Au début des années 2000, il vend ses parts de la société McAfee Associates, qui seront rachetées par la suite (en 2010) par le groupe informatique Intel Corp. Pour 7,68 milliards de dollars. L’ancien programmeur passé par la Nasa et Lockheed Martin se lance alors dans l’immobilier.
En 2008, il est frappé de plein fouet par la terrible crise qui frappe ce secteur, et sa fortune fond comme neige au soleil : il ne lui reste bientôt plus que 4 millions de dollars. Toujours excessif, il vend tout, y compris son jet de dix places et l’aéroport privé qu’il s’était fait construire au Nouveau-Mexique, puis achète des terres et une villa au Belize, petit pays d’Amérique centrale membre du Commonwealth dont la langue officielle est l’anglais (c’est l’ancien Honduras britannique).

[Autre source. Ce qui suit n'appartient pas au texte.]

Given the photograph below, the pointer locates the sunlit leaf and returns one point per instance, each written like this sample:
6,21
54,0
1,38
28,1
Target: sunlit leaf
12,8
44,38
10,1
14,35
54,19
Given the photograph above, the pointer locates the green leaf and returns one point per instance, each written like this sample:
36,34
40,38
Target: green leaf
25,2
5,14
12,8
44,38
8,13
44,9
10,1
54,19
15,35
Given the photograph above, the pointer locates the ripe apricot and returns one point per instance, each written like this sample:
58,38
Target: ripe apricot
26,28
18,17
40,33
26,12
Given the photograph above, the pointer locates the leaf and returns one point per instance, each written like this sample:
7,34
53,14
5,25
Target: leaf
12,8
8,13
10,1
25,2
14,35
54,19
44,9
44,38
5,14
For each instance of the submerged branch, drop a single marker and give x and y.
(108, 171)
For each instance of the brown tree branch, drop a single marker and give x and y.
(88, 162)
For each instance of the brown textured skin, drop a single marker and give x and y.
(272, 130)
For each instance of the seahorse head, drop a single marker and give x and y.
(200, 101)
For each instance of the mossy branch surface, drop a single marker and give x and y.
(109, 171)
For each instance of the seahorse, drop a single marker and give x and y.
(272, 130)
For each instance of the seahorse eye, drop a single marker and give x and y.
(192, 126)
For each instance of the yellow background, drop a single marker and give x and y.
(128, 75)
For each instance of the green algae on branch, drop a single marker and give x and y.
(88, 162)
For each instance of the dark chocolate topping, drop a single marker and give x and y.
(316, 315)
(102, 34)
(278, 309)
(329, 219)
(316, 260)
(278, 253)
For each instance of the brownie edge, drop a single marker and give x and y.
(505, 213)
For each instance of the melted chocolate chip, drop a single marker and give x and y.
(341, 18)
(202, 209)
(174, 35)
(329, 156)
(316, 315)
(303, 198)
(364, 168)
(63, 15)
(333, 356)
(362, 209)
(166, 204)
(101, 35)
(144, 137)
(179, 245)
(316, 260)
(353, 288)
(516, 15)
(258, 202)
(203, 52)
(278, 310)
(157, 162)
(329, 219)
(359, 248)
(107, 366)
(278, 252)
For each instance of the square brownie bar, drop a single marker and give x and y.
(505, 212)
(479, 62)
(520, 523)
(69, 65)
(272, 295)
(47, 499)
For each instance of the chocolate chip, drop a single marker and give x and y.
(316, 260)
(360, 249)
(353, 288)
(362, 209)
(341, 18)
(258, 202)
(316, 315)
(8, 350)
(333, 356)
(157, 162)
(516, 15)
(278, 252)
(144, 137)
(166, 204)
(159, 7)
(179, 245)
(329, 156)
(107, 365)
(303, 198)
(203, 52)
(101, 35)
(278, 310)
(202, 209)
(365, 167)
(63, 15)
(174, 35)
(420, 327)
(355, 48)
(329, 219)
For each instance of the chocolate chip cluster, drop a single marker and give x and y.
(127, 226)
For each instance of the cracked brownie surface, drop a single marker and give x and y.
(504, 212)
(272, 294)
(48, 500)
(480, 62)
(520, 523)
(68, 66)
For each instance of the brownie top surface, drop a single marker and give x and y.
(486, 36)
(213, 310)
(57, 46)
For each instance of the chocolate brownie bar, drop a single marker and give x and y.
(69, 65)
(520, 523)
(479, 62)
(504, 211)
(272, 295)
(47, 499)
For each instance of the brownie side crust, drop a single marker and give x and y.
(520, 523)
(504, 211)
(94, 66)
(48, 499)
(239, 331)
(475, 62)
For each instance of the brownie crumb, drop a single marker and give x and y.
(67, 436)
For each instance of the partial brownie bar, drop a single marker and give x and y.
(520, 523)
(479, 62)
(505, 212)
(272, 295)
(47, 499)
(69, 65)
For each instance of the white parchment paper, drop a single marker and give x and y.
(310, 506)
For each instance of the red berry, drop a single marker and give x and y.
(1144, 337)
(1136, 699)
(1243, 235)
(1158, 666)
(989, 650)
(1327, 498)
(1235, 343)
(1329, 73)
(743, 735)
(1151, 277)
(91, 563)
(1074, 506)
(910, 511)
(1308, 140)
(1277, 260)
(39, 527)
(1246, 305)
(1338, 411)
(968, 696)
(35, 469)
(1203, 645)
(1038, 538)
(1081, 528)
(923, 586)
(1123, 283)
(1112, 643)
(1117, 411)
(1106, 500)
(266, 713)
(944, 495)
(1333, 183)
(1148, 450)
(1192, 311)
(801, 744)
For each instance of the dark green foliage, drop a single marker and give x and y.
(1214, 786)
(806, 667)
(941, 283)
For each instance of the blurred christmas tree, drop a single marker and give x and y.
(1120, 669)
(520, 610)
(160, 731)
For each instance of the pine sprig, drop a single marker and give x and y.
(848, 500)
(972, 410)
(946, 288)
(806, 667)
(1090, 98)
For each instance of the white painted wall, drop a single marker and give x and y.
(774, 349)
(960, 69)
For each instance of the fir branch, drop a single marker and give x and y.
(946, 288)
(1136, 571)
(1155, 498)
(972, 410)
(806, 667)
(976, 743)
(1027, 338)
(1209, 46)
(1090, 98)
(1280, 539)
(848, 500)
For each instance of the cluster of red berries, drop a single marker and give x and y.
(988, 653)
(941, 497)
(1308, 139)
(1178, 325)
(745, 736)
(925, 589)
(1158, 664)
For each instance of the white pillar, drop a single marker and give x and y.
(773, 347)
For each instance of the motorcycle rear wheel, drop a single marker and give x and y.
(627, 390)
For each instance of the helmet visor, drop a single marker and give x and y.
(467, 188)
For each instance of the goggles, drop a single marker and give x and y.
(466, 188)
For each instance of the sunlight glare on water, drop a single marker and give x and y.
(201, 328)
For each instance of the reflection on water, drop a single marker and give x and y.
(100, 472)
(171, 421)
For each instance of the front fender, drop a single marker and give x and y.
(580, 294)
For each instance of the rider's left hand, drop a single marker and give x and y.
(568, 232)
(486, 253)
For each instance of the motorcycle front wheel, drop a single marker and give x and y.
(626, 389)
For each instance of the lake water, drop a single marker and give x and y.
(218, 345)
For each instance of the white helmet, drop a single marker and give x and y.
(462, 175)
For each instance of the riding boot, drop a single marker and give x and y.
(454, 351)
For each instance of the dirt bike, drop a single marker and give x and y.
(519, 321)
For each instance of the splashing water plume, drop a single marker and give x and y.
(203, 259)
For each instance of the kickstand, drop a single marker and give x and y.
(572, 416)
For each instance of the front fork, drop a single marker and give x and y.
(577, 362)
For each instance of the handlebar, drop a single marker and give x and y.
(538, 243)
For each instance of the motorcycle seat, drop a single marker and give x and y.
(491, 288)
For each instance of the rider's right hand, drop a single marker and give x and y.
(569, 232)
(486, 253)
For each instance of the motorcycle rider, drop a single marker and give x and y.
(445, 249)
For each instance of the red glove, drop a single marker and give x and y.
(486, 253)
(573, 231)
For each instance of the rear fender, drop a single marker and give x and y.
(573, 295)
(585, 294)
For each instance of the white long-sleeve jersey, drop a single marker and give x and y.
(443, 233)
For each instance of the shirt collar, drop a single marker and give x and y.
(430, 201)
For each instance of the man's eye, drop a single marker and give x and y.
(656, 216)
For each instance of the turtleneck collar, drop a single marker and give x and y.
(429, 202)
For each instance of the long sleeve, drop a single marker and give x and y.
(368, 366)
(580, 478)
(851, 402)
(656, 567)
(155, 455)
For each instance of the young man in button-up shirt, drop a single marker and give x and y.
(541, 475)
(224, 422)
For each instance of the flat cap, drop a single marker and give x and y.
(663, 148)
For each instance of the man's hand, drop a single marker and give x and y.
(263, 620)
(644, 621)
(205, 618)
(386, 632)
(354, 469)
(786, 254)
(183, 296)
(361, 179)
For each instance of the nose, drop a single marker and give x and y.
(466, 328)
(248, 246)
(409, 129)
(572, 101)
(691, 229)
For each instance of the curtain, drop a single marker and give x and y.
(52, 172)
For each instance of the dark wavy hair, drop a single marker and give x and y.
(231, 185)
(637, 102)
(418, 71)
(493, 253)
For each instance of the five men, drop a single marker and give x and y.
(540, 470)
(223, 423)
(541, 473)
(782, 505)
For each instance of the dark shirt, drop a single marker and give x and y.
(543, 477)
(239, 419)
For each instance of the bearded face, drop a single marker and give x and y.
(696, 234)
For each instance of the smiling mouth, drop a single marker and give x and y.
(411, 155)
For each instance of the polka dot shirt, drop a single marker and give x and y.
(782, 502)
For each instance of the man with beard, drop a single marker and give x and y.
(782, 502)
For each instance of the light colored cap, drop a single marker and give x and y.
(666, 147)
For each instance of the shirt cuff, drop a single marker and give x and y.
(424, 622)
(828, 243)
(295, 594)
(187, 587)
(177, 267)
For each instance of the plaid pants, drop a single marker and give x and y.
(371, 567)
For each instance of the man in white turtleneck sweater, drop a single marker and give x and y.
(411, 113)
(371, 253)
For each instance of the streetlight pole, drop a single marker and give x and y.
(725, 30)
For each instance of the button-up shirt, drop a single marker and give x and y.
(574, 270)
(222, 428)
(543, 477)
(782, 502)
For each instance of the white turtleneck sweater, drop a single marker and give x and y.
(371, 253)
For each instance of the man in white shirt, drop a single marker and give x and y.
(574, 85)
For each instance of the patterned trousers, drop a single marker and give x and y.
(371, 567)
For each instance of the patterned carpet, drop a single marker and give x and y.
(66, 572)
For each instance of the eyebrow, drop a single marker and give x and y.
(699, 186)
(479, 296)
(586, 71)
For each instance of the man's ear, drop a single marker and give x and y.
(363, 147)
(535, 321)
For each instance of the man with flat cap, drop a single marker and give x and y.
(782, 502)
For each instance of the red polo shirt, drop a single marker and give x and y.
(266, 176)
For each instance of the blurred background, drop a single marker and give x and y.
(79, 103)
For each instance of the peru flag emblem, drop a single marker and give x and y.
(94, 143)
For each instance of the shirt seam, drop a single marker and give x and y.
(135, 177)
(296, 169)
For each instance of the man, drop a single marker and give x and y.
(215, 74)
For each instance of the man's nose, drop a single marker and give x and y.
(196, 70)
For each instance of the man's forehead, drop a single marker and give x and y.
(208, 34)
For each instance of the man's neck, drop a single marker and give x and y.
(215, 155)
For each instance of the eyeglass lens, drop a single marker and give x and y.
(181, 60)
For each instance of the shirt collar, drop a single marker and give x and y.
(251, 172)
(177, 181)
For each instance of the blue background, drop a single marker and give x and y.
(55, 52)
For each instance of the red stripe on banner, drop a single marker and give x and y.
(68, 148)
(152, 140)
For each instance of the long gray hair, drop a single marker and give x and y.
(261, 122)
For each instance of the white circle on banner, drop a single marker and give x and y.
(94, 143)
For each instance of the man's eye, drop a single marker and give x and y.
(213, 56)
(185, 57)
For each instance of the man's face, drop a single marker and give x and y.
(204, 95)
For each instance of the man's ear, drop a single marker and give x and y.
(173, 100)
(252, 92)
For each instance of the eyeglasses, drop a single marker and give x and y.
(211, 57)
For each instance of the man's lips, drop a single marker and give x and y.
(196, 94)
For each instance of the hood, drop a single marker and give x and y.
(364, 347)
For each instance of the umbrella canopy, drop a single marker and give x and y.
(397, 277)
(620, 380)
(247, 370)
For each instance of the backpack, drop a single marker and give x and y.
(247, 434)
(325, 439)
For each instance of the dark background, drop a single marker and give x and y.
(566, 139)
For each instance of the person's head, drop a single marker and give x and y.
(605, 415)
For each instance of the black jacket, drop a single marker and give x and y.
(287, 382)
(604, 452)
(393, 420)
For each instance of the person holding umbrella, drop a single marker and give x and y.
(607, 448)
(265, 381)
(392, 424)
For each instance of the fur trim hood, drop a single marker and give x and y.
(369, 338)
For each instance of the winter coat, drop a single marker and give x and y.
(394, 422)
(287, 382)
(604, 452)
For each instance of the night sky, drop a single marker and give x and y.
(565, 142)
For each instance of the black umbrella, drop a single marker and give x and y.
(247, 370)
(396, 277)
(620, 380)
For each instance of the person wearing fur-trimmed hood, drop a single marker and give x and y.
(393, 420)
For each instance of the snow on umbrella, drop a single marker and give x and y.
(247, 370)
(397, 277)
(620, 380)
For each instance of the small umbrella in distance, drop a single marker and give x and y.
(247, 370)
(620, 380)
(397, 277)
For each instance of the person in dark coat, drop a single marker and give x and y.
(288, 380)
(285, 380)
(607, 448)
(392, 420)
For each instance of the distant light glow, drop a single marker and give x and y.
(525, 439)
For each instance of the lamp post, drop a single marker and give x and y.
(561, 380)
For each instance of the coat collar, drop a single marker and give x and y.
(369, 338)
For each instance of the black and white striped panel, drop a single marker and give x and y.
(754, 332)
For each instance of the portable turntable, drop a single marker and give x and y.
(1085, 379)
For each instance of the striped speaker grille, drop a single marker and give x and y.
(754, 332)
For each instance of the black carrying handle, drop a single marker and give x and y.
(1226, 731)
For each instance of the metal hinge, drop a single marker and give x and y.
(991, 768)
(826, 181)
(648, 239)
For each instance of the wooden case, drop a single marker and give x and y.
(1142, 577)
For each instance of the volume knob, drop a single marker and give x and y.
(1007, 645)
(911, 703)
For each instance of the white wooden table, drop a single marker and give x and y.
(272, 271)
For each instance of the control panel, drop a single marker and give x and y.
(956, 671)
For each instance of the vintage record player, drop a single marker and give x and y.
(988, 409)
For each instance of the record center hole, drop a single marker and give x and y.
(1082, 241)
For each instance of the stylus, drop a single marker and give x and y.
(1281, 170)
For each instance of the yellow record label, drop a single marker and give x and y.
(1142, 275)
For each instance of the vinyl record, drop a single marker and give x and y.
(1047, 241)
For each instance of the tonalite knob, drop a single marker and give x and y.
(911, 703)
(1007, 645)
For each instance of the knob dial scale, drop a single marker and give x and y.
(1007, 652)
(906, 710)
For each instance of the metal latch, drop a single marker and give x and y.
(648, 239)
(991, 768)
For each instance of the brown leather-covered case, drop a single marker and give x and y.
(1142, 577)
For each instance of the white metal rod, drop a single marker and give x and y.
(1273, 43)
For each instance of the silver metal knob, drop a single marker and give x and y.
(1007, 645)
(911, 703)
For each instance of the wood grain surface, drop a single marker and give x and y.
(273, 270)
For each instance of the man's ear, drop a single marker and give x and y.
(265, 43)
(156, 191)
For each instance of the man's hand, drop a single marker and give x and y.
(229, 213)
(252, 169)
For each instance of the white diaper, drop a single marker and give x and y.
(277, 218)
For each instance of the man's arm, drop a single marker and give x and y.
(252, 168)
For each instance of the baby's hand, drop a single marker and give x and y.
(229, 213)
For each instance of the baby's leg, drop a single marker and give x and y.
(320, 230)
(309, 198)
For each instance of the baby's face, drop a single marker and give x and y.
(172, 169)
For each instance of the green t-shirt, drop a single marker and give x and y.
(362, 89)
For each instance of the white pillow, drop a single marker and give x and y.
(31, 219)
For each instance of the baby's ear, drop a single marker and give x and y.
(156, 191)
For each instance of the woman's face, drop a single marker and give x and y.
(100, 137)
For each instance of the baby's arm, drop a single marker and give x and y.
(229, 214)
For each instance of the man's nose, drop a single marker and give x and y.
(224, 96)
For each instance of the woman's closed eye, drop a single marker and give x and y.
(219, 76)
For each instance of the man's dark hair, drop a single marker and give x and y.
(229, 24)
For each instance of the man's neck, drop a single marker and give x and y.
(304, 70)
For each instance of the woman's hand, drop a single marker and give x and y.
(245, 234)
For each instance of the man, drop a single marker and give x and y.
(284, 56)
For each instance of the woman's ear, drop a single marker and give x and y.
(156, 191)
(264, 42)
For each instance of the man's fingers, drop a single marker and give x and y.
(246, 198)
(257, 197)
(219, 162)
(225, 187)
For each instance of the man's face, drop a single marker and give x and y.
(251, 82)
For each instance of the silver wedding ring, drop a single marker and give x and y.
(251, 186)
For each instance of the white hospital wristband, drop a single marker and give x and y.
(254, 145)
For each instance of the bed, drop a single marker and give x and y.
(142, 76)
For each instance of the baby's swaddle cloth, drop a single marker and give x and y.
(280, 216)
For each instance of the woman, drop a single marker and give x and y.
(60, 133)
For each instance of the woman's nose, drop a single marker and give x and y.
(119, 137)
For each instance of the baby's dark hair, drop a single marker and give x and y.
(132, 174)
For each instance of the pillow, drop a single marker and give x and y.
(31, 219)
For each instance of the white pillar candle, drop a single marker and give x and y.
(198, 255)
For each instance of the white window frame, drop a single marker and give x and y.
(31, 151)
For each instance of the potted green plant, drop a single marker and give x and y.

Un millionnaire paranoïaque
Là-bas, il vit entouré de gardes du corps et de – très – jeunes femmes, se fait injecter de la testostérone dans les fesses pour rester jeune et échappe de peu à une tentative d’assassinat, œuvre d’une adolescente rencontrée dans un bar à hôtesses… Il pratique aussi assidûment le yoga, saine discipline qui, bien sûr, se révèle totalement impuissante face aux psychoses qui l’assaillent. Car McAfee vit dans la hantise des espions et des assassins, ce qui le conduit peu à peu à se couper du monde. En 2012, selon le magazine Wired, un commando de l’antigang bélizien fait une descente chez lui. Il est soupçonné d’avoir installé un laboratoire de fabrication de méthamphétamine et de vouloir constituer une armée privée. Les policiers ne trouvent aucune drogue, mais 10 armes et 320 munitions.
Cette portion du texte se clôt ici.